The Architect’s Statement (published in the July, 1980, edition of Architecture Australia, the journal of the Royal Australia Institute of Architects) says, “The public hall is conceived as a semi-external space. . . . The external views from the various galleries, platforms and ramps in the space where spectators will gather allow the exceptional views of Canberra to be enjoyed. The extensive areas of glass on the west of the public hall have shade louvres giving protection from the sun whilst maintaining the ‘outlook’ referred to above and providing desirable shade and comfort . . . . This ‘tree-shading’ concept intensifies the semi-external concept of the Public Hall where the radiance of form and light on the louvres reflects the mood of the day. . . .”
Madigan himself wrote in 1973, “One can enter the building and see its structure, services and functions exposed. It immediately ‘includes’ the visitor in the way it works.”

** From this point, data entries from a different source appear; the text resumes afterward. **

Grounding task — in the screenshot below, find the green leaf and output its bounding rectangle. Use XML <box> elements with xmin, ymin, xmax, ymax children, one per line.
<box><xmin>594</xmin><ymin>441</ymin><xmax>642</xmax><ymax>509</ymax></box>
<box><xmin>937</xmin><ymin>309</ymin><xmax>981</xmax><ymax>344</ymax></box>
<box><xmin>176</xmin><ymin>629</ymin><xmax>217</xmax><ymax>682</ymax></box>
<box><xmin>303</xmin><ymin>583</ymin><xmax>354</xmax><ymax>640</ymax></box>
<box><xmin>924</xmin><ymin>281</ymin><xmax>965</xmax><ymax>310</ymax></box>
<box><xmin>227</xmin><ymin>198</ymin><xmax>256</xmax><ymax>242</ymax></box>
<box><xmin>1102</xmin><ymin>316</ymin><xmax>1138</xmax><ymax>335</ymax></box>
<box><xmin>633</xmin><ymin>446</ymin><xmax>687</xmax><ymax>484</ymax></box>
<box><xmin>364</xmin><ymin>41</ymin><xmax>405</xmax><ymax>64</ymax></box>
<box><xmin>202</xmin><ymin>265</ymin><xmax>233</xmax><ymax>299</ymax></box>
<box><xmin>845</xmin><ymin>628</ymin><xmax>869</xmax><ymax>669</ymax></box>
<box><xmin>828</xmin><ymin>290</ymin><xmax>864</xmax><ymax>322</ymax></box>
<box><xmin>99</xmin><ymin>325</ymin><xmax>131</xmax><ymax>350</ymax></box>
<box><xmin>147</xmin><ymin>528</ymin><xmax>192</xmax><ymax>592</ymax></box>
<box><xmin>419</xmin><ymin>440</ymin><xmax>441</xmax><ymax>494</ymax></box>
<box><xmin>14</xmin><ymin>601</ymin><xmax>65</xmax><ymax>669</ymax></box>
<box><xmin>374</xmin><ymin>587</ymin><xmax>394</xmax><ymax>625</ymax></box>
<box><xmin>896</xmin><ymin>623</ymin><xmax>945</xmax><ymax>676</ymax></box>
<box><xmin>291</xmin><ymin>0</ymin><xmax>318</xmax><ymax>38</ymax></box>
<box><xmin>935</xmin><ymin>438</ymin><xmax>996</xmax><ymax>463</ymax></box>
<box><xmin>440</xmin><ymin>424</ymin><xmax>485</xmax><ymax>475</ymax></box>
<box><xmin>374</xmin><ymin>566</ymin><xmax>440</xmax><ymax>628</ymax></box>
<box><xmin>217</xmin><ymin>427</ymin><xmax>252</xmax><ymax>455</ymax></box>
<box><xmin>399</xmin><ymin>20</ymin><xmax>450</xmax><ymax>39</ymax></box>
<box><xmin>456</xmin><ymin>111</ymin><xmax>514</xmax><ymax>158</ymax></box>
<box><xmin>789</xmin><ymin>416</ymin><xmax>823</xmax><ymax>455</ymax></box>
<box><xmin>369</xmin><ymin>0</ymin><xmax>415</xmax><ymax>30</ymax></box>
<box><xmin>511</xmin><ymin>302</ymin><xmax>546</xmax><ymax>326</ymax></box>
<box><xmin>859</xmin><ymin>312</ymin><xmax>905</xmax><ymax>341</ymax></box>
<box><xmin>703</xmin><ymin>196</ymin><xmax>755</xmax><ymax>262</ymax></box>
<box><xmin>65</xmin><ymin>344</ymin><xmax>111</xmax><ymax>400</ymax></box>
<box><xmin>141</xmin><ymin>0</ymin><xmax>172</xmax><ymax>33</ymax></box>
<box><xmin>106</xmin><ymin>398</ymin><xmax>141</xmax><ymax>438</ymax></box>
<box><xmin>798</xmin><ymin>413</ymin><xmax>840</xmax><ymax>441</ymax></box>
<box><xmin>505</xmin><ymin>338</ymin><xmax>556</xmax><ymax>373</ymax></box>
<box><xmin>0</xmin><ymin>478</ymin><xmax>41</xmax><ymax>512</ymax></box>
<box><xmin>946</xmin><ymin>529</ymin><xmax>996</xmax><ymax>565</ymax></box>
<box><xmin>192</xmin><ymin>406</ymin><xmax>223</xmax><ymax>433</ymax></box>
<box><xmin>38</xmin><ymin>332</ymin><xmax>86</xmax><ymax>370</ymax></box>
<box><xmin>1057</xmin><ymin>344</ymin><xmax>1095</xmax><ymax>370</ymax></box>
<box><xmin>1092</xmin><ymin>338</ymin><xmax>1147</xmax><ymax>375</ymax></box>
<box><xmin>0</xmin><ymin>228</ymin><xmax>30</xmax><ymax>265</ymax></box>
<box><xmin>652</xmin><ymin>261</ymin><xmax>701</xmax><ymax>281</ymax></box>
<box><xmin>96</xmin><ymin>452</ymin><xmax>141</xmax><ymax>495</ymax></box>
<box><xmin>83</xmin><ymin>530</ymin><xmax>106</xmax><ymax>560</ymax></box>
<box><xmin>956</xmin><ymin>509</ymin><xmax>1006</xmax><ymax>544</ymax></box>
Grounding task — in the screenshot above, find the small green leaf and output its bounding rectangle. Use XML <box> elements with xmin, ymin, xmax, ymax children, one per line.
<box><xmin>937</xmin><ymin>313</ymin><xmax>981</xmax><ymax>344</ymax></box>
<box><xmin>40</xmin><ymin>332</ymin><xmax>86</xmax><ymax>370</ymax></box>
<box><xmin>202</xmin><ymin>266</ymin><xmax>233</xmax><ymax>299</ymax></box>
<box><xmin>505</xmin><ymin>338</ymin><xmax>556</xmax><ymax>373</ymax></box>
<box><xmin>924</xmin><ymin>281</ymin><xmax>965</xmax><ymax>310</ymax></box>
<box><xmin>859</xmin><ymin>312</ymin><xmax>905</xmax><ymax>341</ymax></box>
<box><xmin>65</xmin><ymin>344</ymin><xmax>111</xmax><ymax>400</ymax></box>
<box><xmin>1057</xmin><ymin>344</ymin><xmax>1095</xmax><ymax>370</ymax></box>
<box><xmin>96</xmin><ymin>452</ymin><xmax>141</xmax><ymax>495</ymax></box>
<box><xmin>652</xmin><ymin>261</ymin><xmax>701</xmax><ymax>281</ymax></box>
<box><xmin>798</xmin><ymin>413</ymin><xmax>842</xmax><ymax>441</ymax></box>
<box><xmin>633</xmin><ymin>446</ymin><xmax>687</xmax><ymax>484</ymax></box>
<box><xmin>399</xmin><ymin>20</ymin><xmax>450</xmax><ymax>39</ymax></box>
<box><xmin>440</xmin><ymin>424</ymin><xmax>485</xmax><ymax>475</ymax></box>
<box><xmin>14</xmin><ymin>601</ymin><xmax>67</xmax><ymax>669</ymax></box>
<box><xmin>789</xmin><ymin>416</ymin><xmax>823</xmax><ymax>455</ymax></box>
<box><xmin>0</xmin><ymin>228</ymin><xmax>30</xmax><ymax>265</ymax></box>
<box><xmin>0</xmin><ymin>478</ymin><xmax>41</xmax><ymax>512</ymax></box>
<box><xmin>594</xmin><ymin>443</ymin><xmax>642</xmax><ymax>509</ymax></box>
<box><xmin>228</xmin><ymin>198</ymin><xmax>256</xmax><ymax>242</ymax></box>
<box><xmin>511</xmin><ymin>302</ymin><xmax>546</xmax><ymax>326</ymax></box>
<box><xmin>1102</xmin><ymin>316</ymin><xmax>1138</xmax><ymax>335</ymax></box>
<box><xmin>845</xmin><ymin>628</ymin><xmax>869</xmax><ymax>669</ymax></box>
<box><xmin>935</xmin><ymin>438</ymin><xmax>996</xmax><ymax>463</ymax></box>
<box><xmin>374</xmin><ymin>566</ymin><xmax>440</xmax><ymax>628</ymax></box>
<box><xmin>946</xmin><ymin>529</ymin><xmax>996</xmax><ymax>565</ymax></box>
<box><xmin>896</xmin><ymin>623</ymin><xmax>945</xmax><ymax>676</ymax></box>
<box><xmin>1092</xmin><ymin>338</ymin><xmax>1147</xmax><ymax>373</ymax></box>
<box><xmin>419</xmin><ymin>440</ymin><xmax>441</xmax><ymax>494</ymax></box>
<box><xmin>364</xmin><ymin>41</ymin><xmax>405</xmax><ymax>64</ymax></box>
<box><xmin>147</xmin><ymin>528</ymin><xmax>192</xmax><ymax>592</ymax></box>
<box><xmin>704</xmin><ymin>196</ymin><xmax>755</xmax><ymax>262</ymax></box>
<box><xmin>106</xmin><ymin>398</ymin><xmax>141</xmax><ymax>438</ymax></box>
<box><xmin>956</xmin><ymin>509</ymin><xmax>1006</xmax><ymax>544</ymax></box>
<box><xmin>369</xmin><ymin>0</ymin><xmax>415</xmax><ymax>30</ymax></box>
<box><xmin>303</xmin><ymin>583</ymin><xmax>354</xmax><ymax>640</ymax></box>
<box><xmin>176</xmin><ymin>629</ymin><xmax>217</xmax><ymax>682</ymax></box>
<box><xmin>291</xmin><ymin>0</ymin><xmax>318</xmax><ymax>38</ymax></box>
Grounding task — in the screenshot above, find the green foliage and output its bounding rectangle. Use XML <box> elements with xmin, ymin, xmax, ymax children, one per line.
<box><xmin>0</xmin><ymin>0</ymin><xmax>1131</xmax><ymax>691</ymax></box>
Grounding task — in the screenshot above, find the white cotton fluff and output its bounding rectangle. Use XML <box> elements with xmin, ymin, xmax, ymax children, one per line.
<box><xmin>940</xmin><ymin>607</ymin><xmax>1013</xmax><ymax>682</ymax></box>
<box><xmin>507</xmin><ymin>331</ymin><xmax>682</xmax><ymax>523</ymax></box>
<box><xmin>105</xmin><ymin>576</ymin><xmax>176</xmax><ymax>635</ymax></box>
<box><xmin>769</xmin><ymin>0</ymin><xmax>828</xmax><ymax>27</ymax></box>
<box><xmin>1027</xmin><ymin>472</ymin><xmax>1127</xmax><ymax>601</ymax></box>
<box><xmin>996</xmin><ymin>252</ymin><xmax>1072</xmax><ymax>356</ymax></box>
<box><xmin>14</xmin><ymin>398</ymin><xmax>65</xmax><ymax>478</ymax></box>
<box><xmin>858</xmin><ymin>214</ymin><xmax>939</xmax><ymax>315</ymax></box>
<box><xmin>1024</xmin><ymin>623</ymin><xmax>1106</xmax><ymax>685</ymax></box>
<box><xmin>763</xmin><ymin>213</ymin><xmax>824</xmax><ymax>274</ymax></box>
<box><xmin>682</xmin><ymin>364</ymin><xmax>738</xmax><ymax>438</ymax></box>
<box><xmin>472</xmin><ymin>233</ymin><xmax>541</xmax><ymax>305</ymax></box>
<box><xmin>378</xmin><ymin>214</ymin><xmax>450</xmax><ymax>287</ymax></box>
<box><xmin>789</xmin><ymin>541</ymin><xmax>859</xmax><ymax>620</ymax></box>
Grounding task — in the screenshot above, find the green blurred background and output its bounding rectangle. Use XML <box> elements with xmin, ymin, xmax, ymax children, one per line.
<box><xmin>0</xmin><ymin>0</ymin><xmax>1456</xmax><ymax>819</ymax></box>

Since the court’s opening, it has had many occasions on which to meet the test of openness and accessibility. The court has dealt with cases that have excited enough public or sectional interest to draw large numbers to the court building. They include the Tasmanian Dam case in July 1983; the Lindy Chamberlain hearings and judgment in May 1983 (bail application), November 1983 (hearing) and May 1984 (judgment); the indigenous people’s land rights cases Mabo in June 1992 and Wik in 1996; the Patrick Stevedores case on the legality of sacking wharf labourers in 1998; the Osland (battered wife) murder case also in 1998; and the McBain case in 2002 regarding in-vitro fertilisation treatment for unmarried women. In these cases, and others, the forecourt of the High Court building became a workable forum for litigants and their supporters to express their views publicly – often before large media contingents. Inside the building the spacious courtrooms enabled large numbers of the interested public to view and hear proceedings.